When practices were done, yellow school buses would transport the Cougars to dorms at Lewis-Clark State College. If it was spartan, it also seemed salutary.
“I thought we were going to be in a hotel,” Halliday said sheepishly. “The Red Lion is where we stay for home games. It was frustrating at times, sleeping in a dorm bed, but coach (Mike) Leach knows what he’s doing.”
Staying off-campus has been tried in the Pac-12 in fits and starts for decades. Arizona State has dusted off an old tradition and goes to Tontozona in the mountains north of Phoenix. Jim Mora takes UCLA to the oppressive heat of San Bernardino.
When Rick Neuheisel coached Washington, the Huskies went to The Evergreen State College in Olympia. Arizona, under Dick Tomey, used to head to Douglas, near the Mexican border. Cal, way back when, camped at nearby St. Mary’s College, and even in Goleta, Calif., near Santa Barbara.
Can’t say I remember a program ever going out of state, though.
“The bonding experience was great,” said linebacker Darryl Monroe. “There were no distractions. There was nothing to be distracted by.”
Only by an amply furnished rec center at L-C State, where there was ping pong, shuffleboard and pool, and by consensus, sophomore linebacker Tana Pritchard of Clover Park High ruled.

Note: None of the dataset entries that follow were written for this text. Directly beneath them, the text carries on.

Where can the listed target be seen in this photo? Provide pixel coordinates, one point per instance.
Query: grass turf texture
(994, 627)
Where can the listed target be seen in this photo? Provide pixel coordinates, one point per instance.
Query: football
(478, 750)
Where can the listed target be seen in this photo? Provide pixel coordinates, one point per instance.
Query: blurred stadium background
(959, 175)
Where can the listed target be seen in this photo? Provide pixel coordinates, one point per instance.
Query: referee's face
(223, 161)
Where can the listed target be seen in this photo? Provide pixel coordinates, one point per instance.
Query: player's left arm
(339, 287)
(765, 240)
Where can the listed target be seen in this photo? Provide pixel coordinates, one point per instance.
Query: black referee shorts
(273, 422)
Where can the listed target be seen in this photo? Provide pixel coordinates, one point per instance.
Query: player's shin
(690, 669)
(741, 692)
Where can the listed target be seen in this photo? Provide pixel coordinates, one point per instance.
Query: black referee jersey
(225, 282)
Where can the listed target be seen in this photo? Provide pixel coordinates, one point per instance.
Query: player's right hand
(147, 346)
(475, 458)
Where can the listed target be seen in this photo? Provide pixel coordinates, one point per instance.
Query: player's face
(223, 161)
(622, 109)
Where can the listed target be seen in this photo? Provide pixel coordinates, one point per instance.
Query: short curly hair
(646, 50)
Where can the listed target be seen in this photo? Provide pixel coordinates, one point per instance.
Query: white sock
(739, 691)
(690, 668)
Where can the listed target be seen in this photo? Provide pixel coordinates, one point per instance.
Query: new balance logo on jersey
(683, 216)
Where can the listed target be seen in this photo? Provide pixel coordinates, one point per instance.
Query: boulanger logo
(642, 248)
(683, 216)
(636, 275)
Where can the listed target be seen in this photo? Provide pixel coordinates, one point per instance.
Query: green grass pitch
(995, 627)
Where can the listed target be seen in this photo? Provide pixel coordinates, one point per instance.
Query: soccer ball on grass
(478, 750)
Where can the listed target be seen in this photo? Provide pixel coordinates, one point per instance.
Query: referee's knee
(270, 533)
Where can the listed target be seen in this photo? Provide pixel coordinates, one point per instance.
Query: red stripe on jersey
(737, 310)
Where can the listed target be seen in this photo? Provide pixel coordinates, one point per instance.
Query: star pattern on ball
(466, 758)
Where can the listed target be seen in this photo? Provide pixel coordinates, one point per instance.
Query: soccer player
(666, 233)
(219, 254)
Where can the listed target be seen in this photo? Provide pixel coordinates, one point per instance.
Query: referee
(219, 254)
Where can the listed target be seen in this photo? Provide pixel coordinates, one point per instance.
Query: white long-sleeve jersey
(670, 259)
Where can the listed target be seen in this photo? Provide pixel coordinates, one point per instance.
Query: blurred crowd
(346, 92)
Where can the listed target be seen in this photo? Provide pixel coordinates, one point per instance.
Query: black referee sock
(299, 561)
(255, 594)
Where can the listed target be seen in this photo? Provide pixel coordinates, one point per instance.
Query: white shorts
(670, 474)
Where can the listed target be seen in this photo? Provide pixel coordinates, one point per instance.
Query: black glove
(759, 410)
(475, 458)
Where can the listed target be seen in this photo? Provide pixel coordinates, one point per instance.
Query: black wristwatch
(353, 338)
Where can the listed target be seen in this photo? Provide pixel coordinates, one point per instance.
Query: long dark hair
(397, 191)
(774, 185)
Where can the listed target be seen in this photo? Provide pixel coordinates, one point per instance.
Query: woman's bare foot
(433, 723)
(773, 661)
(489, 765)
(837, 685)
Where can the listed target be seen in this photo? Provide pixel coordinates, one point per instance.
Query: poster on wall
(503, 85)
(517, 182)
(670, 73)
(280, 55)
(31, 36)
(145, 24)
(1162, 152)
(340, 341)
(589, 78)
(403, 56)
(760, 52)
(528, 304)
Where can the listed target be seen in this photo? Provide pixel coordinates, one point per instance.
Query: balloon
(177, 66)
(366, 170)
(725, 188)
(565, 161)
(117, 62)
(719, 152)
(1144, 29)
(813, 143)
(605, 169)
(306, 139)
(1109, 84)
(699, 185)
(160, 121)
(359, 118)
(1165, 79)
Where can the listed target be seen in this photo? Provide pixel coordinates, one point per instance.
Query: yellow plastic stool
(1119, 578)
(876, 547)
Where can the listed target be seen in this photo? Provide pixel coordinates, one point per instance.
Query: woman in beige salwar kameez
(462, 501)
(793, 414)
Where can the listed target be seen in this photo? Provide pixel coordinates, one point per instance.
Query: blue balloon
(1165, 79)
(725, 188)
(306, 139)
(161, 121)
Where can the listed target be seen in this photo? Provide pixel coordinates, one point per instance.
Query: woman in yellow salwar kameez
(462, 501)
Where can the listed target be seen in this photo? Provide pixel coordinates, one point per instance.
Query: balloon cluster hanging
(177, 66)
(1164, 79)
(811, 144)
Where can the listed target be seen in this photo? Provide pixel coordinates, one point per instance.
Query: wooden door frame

But it’s the quality of practice that consumes Leach, and he seemed satisfied with what went down here — at least pleased enough that he hewed to the relatively short scrimmage rather than try to squeeze something more out of his players.
“Part of it is, we’ve had really good work during the (previous) team periods,” Leach said. “The team periods, for 36 plays, have been really intense.”
There’s a brisk tempo to practice, which Leach ascribes partly to Halliday, saying, “Everything he does is fast. He’s just naturally a faster operator, which I think has positively rubbed off on the rest of the team.”
In this scrimmage, backup quarterback Austin Apodaca had a 25-yard scoring pass to Dominique Williams leading off a series between second units. Halliday had an early 46-yard, jump-ball completion to Isiah Myers, and two scoring throws, one of 34 yards to freshman River Cracraft, already in the picture for playing time.
Receiver Vince Mayle, a junior-college transfer, got behind the third-team defense and was hit in stride by freshman Tyler Bruggman for a 62-yard score.
And on defense, linebackers Monroe and Jeremiah Allison had hits that resounded, linebacker Justin Sagote had a goal-line collision to deny a touchdown, cornerback Nolan Washington had a pair of pass breakups and linebacker Ivan McLennan a couple of sacks.
“I feel we’re way past where we were a year ago,” said Monroe.
Said Leach, “I thought it was pretty crisp execution for this time of year.”
Clay McGuire, the offensive line coach, thought it could have been better. He told his charges he wasn’t impressed with their work, and shortly, they were doing post-practice rolls across the field.
It had the look of football camp, whether it’s at Tontozona or Sacajawea.